Data Center Testbed Opens at Carnegie-Mellon
May 23rd, 2006 By: Rich Miller
Carnegie Mellon University researchers have created the Data Center Observatory (DCO), a research vehicle for the study of data center automation and efficiency. The project is a collaborative effort between Carnegie Mellon and industry and government partners, including APC, whose equipment is being used in the center.
Energy efficiency is one of the center’s major thrusts, as high-density computing represents the industry’s primary operational challenge. “These large clusters of power-hungry machines, along with rising energy prices, are generating huge energy bills, forcing data center owners nationwide to seek more energy-efficient solutions,” said Greg Ganger, a professor of electrical and computer engineering and director of the Parallel Data Lab (PDL), a Carnegie Mellon organization specializing in the study of storage systems. To tackle these issues, university researchers are working with APC to develop new ways to reduce energy demands in data centers.
The 2,000-square-foot DCO has the ability to support 40 racks of computers, which would consume energy at a rate of up to 774 kW – more than the rate of consumption of 750 average-sized homes. In addition to studying dense computing environments, the DCO will support a variety of Carnegie Mellon research activities, from data mining to CAD/architecture, visualization and real networked services. The DCO joins Carnegie Mellon’s long tradition of weaving infrastructure research into campus life, which keeps the university at the forefront of technology.
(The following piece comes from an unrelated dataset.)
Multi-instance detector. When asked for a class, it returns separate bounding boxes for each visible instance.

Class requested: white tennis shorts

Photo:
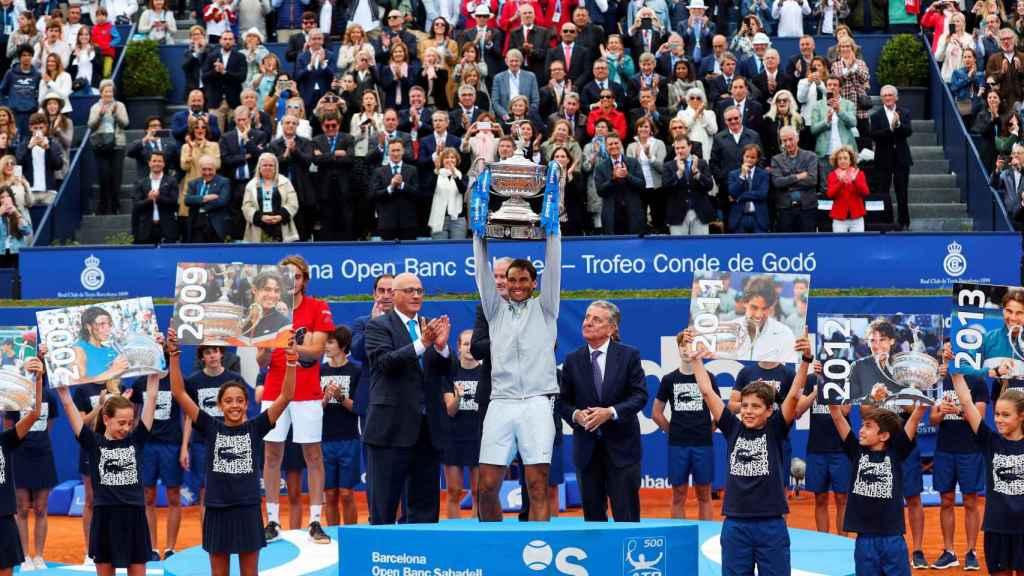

Administration costs are another major research thrust. Data centers are complex to operate and require significant human administration support. “Anecdotally, we know that human costs are a dominant part of the total cost of ownership for data centers, but exactly where people spend their time isn’t well understood,” said Bill Courtright, executive director of the PDL. “One of the things that makes the DCO so interesting is that, for the first time, university researchers will be able to study human costs and efficiencies in a working data center.”